At the time of that release I pleaded online and in various settings for people to refrain from the rush to try CQ10. I pleaded for them to let science do the work, conduct the tests to find out if the claims were correct and it was going to help Us. The majority ignored mine and others pleas and ended up shooting Themselves and Us in the foot killing the research.

Now again another hope arises, please let science do the work, please watch this development, pray for it's being beneficial, keep your fingers crossed for some proof. Update Us and each other on any news from this front, but please keep in mind the CQ10. It didn't matter to the makes of it CQ10 sold off the shelves as quick as they could stock it with people hoping it would make a difference in Their or Their loved one's life. Who it did matter to was Us the consumers who it might have been proven to help. Us the Patients who through the media pressed for their precious time to squeeze in more scandalous behavior from a celebrity or sports star, didn't see fit to include in the story an extra few seconds to relate the researchers plea to refrain rushing out to try it so they could conduct better and more thorough studies. Hopefully We've leaned, time will tell, the jury is still out on this one.
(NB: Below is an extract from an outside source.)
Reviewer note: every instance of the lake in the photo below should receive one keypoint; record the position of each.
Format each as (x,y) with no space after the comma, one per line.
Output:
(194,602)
Take care, best of luck and hang in there!

By karolinakitty On 2012.02.26 14:13
I have to say that if we go out and just get the next available whatever drug, it does a disservice to the research community. Continuing education and research could take a new drug one step further than when it first came out....

If they would have done, for example, more research on drugs like Requip and Mirapex, maybe, just maybe something could have been added or deleted to make this drug work effectively and not have the awful side effects they do have.
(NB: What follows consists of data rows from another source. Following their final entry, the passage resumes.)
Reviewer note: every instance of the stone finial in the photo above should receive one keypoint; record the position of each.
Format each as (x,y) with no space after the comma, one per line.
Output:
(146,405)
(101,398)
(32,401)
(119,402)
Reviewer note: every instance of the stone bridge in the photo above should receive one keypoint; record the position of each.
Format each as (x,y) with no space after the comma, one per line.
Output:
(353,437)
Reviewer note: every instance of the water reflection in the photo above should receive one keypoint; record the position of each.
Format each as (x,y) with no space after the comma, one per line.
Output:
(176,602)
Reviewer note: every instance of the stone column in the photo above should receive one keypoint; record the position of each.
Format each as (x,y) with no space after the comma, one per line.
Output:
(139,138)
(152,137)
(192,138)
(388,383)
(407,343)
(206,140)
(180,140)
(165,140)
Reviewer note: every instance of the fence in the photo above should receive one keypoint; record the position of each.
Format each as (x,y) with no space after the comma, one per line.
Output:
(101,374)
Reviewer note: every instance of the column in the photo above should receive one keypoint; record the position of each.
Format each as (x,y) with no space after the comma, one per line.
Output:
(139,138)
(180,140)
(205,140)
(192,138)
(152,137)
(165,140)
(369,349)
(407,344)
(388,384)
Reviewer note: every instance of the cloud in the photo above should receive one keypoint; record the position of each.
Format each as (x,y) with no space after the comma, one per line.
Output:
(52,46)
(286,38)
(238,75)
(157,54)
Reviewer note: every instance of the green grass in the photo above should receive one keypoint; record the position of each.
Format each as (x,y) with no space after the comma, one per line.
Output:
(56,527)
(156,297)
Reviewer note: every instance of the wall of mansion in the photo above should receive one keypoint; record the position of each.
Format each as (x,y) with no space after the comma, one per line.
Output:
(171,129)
It's kinda like the Window products, you don't go out and buy say.. Windows 7 and replace your Vista until you know they have all the bugs worked out. It seems in the pharm community they put it out there ...then all of a sudden there are those pesky commercials with an attorney spokesperson asking if you've had (insert side effect) while taking (insert drug) then you may have a claim!!!!!!

Patience is something we Americans are lax in and pushing drugs that have more side effects then the disease itself just doesn't make sense to me...
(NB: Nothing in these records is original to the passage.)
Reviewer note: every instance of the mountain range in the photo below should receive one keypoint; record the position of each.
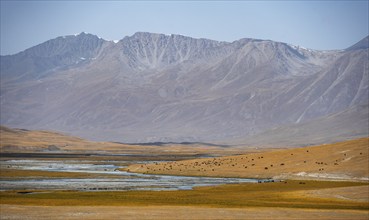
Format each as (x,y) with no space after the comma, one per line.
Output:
(170,88)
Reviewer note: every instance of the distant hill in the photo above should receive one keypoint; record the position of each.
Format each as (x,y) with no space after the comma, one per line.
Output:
(170,88)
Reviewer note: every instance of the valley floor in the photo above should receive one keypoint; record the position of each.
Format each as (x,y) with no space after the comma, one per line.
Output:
(171,212)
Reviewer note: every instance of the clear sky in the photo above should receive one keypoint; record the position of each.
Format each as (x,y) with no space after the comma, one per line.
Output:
(312,24)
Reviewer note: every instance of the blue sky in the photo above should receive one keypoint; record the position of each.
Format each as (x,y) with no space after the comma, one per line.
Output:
(313,24)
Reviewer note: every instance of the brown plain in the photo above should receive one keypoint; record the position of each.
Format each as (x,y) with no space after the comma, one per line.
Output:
(344,160)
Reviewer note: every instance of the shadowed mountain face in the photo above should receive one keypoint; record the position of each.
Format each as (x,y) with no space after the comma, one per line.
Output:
(154,87)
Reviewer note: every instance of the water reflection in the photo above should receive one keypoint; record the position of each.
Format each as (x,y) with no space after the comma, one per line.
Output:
(119,180)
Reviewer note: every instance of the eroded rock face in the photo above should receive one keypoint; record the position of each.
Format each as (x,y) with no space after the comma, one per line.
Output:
(154,87)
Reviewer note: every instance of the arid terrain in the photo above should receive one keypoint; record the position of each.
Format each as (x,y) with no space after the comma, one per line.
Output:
(316,182)
(341,161)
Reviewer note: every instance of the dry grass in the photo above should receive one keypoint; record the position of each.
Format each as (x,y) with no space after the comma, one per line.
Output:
(171,212)
(19,140)
(287,195)
(344,160)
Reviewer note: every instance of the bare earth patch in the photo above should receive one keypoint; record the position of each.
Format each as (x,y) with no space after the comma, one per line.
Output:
(354,193)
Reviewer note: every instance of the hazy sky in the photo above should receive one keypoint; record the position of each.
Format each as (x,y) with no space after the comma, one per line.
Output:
(311,24)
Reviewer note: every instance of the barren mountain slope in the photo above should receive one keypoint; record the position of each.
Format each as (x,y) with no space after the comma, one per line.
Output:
(154,87)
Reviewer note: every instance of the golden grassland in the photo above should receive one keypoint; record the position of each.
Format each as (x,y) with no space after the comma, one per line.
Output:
(173,212)
(343,160)
(290,194)
(20,140)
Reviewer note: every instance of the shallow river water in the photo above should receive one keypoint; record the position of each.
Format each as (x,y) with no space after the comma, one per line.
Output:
(114,180)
By susger8 On 2012.02.27 07:50
I'm not defending Requip/Mirapex, but I would like to say that it's always a difficult balance for a company bringing out a new drug. On the one hand, the longer you study the drug before submitting it to the FDA for approval, the more you will learn (good and bad). On the other hand, a delay means that people have to wait longer to be able to get a drug that might benefit them.

Drugs do have side effects. The important thing for the patient, and the doctor, is to examine whether the benefits outweigh the risks. Both risks and benefits vary from person to person -- so one invidual may do fine on Mirapex, while the next has intolerable symptoms. You could protect patients by taking all drugs with side effects off the market -- but then you would have no drugs on the market, and no treatments for people who need them.

Disclaimer: I work for a drug company as many of you know, so I admit to being biased.


By parkinit On 2012.03.01 10:38
Lo -
I posted that for others, who in my position, with a PWP in latter/final stages, have exhausted all prescription meds and, frankly, we are grabbing at ANY HOPE, anything to stop this train. So, I understand your perspective, but please understand mine, as well.

If there is even a hint of possible alleviation from this horrible illness, at this point, and we've had to reach "this point" before we do this - we're going to jump on any train that looks like it is going in the right direction for us.

I hear your warnings, but I will not heed them. That is my choice as well. I want to continue to have hope for my spouse.